Credence.Pattern.NoUnderscoreFunctionName (credence v0.4.2)

Copy Markdown

Detects function names that use a leading underscore to indicate privacy, a convention borrowed from Python that is non-idiomatic in Elixir.

Why this matters

In Python, _private_method signals "internal use." In Elixir, defp is the privacy mechanism, and a leading underscore on a name signals "unused variable" — not "private function." LLMs frequently generate helper functions like _factorial, _do_find, or _fibonacci because their training data mixes Python and Elixir conventions.
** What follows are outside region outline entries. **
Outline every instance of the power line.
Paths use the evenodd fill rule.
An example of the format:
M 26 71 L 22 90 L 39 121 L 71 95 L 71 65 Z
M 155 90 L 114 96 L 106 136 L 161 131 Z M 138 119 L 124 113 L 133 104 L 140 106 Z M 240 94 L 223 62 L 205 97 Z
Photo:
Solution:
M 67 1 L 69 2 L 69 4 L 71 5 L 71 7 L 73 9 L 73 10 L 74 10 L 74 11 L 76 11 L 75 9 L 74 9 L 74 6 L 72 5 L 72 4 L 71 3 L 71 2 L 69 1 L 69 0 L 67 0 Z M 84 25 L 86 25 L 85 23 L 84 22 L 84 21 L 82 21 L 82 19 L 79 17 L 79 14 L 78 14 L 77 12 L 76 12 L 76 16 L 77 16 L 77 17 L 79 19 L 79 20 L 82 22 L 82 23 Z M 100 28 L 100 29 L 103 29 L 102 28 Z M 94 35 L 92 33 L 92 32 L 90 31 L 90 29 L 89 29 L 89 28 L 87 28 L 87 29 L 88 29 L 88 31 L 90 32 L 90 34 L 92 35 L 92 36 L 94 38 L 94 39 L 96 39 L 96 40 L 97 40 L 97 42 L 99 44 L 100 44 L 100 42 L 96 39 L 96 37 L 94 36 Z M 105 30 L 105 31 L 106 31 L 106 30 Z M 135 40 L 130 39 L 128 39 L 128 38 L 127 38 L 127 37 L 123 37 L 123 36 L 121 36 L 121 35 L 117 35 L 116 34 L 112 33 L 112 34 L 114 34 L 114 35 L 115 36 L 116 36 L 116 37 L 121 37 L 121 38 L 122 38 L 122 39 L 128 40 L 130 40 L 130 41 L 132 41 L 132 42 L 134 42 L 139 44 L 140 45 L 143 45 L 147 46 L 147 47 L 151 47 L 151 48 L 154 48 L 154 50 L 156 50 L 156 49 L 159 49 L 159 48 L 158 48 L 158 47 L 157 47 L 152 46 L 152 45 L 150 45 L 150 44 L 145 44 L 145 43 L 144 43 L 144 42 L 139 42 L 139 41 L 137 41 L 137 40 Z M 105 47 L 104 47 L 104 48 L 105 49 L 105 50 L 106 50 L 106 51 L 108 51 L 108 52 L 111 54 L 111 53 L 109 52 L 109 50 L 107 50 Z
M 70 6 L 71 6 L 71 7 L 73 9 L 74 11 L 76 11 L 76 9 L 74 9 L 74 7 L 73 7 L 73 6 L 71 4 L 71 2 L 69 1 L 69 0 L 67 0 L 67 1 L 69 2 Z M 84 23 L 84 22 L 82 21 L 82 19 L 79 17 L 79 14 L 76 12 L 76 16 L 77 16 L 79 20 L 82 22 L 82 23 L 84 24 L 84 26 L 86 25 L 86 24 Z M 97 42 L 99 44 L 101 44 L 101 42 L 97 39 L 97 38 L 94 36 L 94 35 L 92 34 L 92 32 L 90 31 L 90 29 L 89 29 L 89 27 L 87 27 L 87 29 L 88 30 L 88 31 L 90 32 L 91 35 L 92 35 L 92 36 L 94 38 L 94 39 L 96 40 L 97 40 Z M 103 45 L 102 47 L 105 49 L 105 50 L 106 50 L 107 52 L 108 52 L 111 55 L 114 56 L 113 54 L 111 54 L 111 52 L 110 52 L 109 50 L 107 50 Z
The Elixir convention for recursive helpers is the do_ prefix:

# Flagged — Python convention
defp _factorial(0, acc), do: acc
defp _factorial(n, acc), do: _factorial(n - 1, n * acc)

# Idiomatic — Elixir convention
defp do_factorial(0, acc), do: acc
defp do_factorial(n, acc), do: do_factorial(n - 1, n * acc)

Detection scope

Flags any def or defp clause where the function name starts with a single underscore. Names starting with double underscores __) are excluded — those are legitimate Elixir/Erlang callbacks such as __using__/1, __before_compile__/1, and __info__/1.

Auto-fix

Renames the function definition and all call sites from _name to do_name throughout the module.